Our Body April 16, 2019

 

It’s a great miracle that human beings were ever passionate about the problem of how to get a ceiling AS HIGH AS POSSIBLE! – NO, HIGHER!! – HIGHER, STILL!!!!! And then it’s an even greater miracle that they dedicated their lives and so many resources to creating all that empty space to float above their heads when they were indoors, just so they could better taste the Infinite even while under a roof.

But the greatest miracle (and the reason why Notre Dame isn’t a “symbol” or “just a building”) is that this holy church really is our Body. Just as the Eucharist is the radical Presence of Christ in this world, our churches are the embodiment of the building not made with hands, the house made with living stones, in other words: us. Not just “us” as a crowd of poor slobs, but us at our eventual, awaited fulfillment, as the beloved Bride decked out for the Wedding of Love.

When we enter a church, we experience the call to be our best selves – the selves we have not yet become – our perfected selves, in harmony and unity, and integrity.

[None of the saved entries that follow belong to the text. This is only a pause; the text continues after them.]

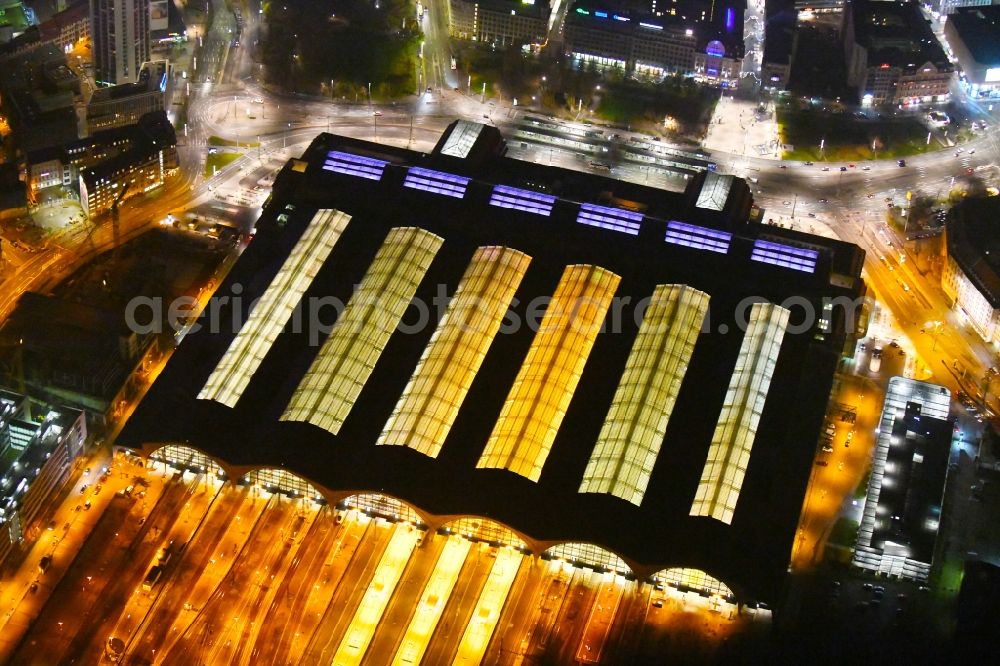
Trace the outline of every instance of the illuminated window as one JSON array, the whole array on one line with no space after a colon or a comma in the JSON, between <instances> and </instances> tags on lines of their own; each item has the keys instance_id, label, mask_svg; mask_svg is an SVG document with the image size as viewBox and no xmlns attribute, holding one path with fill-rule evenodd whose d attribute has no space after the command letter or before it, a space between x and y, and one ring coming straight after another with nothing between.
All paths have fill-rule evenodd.
<instances>
[{"instance_id":1,"label":"illuminated window","mask_svg":"<svg viewBox=\"0 0 1000 666\"><path fill-rule=\"evenodd\" d=\"M443 242L415 227L389 232L282 421L308 421L334 435L340 432Z\"/></svg>"},{"instance_id":2,"label":"illuminated window","mask_svg":"<svg viewBox=\"0 0 1000 666\"><path fill-rule=\"evenodd\" d=\"M326 154L323 169L368 180L382 180L382 172L385 171L387 164L389 163L385 160L331 150Z\"/></svg>"},{"instance_id":3,"label":"illuminated window","mask_svg":"<svg viewBox=\"0 0 1000 666\"><path fill-rule=\"evenodd\" d=\"M567 266L477 467L537 481L621 278Z\"/></svg>"},{"instance_id":4,"label":"illuminated window","mask_svg":"<svg viewBox=\"0 0 1000 666\"><path fill-rule=\"evenodd\" d=\"M576 221L592 227L620 231L631 236L639 235L639 225L642 223L642 213L633 213L621 208L580 204L580 212Z\"/></svg>"},{"instance_id":5,"label":"illuminated window","mask_svg":"<svg viewBox=\"0 0 1000 666\"><path fill-rule=\"evenodd\" d=\"M729 586L713 578L701 569L664 569L655 576L653 580L657 583L666 583L682 591L694 590L708 595L717 594L727 599L733 596L733 591Z\"/></svg>"},{"instance_id":6,"label":"illuminated window","mask_svg":"<svg viewBox=\"0 0 1000 666\"><path fill-rule=\"evenodd\" d=\"M753 251L750 258L773 266L782 266L803 273L813 273L816 271L816 259L819 252L809 248L794 247L783 243L774 243L757 239L753 242Z\"/></svg>"},{"instance_id":7,"label":"illuminated window","mask_svg":"<svg viewBox=\"0 0 1000 666\"><path fill-rule=\"evenodd\" d=\"M729 241L732 237L733 235L726 231L706 229L695 224L671 220L667 222L667 235L664 240L674 245L693 247L696 250L726 254L729 252Z\"/></svg>"},{"instance_id":8,"label":"illuminated window","mask_svg":"<svg viewBox=\"0 0 1000 666\"><path fill-rule=\"evenodd\" d=\"M623 576L632 573L622 558L592 543L560 543L546 550L542 556L578 566L606 569Z\"/></svg>"},{"instance_id":9,"label":"illuminated window","mask_svg":"<svg viewBox=\"0 0 1000 666\"><path fill-rule=\"evenodd\" d=\"M773 303L756 303L750 310L750 323L691 504L692 516L710 516L727 525L733 520L788 316L788 310Z\"/></svg>"},{"instance_id":10,"label":"illuminated window","mask_svg":"<svg viewBox=\"0 0 1000 666\"><path fill-rule=\"evenodd\" d=\"M514 208L526 213L535 213L548 217L552 213L552 205L556 198L551 194L542 194L533 190L522 190L507 185L497 185L490 195L490 205L500 208Z\"/></svg>"},{"instance_id":11,"label":"illuminated window","mask_svg":"<svg viewBox=\"0 0 1000 666\"><path fill-rule=\"evenodd\" d=\"M636 506L642 503L708 298L683 285L659 285L653 292L581 493L610 493Z\"/></svg>"},{"instance_id":12,"label":"illuminated window","mask_svg":"<svg viewBox=\"0 0 1000 666\"><path fill-rule=\"evenodd\" d=\"M350 215L338 210L316 212L246 324L233 338L229 349L205 382L198 394L200 400L215 400L229 407L236 406L253 373L285 328L302 294L312 284L350 220Z\"/></svg>"},{"instance_id":13,"label":"illuminated window","mask_svg":"<svg viewBox=\"0 0 1000 666\"><path fill-rule=\"evenodd\" d=\"M509 248L476 250L379 444L437 457L530 262Z\"/></svg>"},{"instance_id":14,"label":"illuminated window","mask_svg":"<svg viewBox=\"0 0 1000 666\"><path fill-rule=\"evenodd\" d=\"M470 180L472 179L466 176L456 176L446 171L410 167L403 180L403 187L461 199L465 197L465 188Z\"/></svg>"}]
</instances>

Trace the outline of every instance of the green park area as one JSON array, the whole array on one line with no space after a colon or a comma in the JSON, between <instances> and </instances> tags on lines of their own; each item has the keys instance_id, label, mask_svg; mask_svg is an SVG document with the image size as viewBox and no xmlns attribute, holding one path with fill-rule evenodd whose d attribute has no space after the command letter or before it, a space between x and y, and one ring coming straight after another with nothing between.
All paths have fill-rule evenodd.
<instances>
[{"instance_id":1,"label":"green park area","mask_svg":"<svg viewBox=\"0 0 1000 666\"><path fill-rule=\"evenodd\" d=\"M265 3L261 56L286 89L365 99L416 92L420 29L413 0Z\"/></svg>"},{"instance_id":2,"label":"green park area","mask_svg":"<svg viewBox=\"0 0 1000 666\"><path fill-rule=\"evenodd\" d=\"M215 153L214 155L209 155L205 159L205 178L211 178L215 175L217 170L221 170L227 164L231 164L241 157L243 157L243 153L236 152Z\"/></svg>"},{"instance_id":3,"label":"green park area","mask_svg":"<svg viewBox=\"0 0 1000 666\"><path fill-rule=\"evenodd\" d=\"M786 160L893 159L941 148L933 138L928 145L927 128L915 118L861 120L846 113L778 109L777 119L781 142L790 146L782 155Z\"/></svg>"},{"instance_id":4,"label":"green park area","mask_svg":"<svg viewBox=\"0 0 1000 666\"><path fill-rule=\"evenodd\" d=\"M683 76L659 83L622 80L602 90L596 115L616 125L659 127L687 135L704 132L719 90Z\"/></svg>"},{"instance_id":5,"label":"green park area","mask_svg":"<svg viewBox=\"0 0 1000 666\"><path fill-rule=\"evenodd\" d=\"M234 139L223 139L221 136L208 137L208 145L225 146L230 148L256 148L260 144L256 141L235 141Z\"/></svg>"}]
</instances>

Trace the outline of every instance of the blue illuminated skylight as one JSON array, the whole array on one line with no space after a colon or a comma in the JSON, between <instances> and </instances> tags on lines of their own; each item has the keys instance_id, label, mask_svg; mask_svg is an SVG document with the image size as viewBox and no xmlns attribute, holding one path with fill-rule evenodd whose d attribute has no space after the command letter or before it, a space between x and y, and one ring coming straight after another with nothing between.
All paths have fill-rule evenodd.
<instances>
[{"instance_id":1,"label":"blue illuminated skylight","mask_svg":"<svg viewBox=\"0 0 1000 666\"><path fill-rule=\"evenodd\" d=\"M791 268L803 273L815 272L817 257L819 252L816 250L761 239L753 242L753 251L750 253L750 259L753 261Z\"/></svg>"},{"instance_id":2,"label":"blue illuminated skylight","mask_svg":"<svg viewBox=\"0 0 1000 666\"><path fill-rule=\"evenodd\" d=\"M555 201L556 198L551 194L522 190L507 185L497 185L493 188L493 194L490 195L491 206L514 208L546 217L552 213L552 204Z\"/></svg>"},{"instance_id":3,"label":"blue illuminated skylight","mask_svg":"<svg viewBox=\"0 0 1000 666\"><path fill-rule=\"evenodd\" d=\"M403 181L403 187L461 199L465 196L465 188L470 180L472 179L446 171L410 167L406 173L406 180Z\"/></svg>"},{"instance_id":4,"label":"blue illuminated skylight","mask_svg":"<svg viewBox=\"0 0 1000 666\"><path fill-rule=\"evenodd\" d=\"M729 241L732 238L733 235L726 231L706 229L696 224L671 220L667 222L667 235L663 240L674 245L726 254L729 252Z\"/></svg>"},{"instance_id":5,"label":"blue illuminated skylight","mask_svg":"<svg viewBox=\"0 0 1000 666\"><path fill-rule=\"evenodd\" d=\"M576 221L581 224L589 224L592 227L601 227L638 236L642 213L633 213L621 208L580 204L580 214L576 216Z\"/></svg>"},{"instance_id":6,"label":"blue illuminated skylight","mask_svg":"<svg viewBox=\"0 0 1000 666\"><path fill-rule=\"evenodd\" d=\"M358 176L368 180L382 180L382 172L388 164L385 160L376 160L371 157L342 153L338 150L331 150L326 154L326 163L323 168L326 171L342 173L348 176Z\"/></svg>"},{"instance_id":7,"label":"blue illuminated skylight","mask_svg":"<svg viewBox=\"0 0 1000 666\"><path fill-rule=\"evenodd\" d=\"M597 18L608 18L608 13L607 12L596 12L595 11L594 12L594 16L596 16Z\"/></svg>"}]
</instances>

Yes, the Mystical Body continues to live and breathe and have its being in Christ no matter if every church on earth burns to the ground. Yes, the edifice will be restored eventually. For now, though, Notre Dame is reflecting back a different face of the Church: the wounded and blemished body that reels under the weight of sins for which she has expressed an incomplete contrition. The Church’s sorrow over her crimes against human life is not nearly radical enough in light of the crimes committed and not nearly profound enough given who she claims to be in the world.

May our priests and bishops see, in the burning hull of this magnificent cathedral, their own souls, and let them commit to restoring their own company to what Christ demanded of his apostles: powerless service, friendship for the least, a truly meek and humble attitude in front of all of us, particularly the littlest and weakest.

I expect many more flames before we reach the end of this painful chapter. Please remember that it was Christ who said he longed to set the world on fire. Meanwhile, we need to stay awake. Sing songs. Make art. Be kind to one another.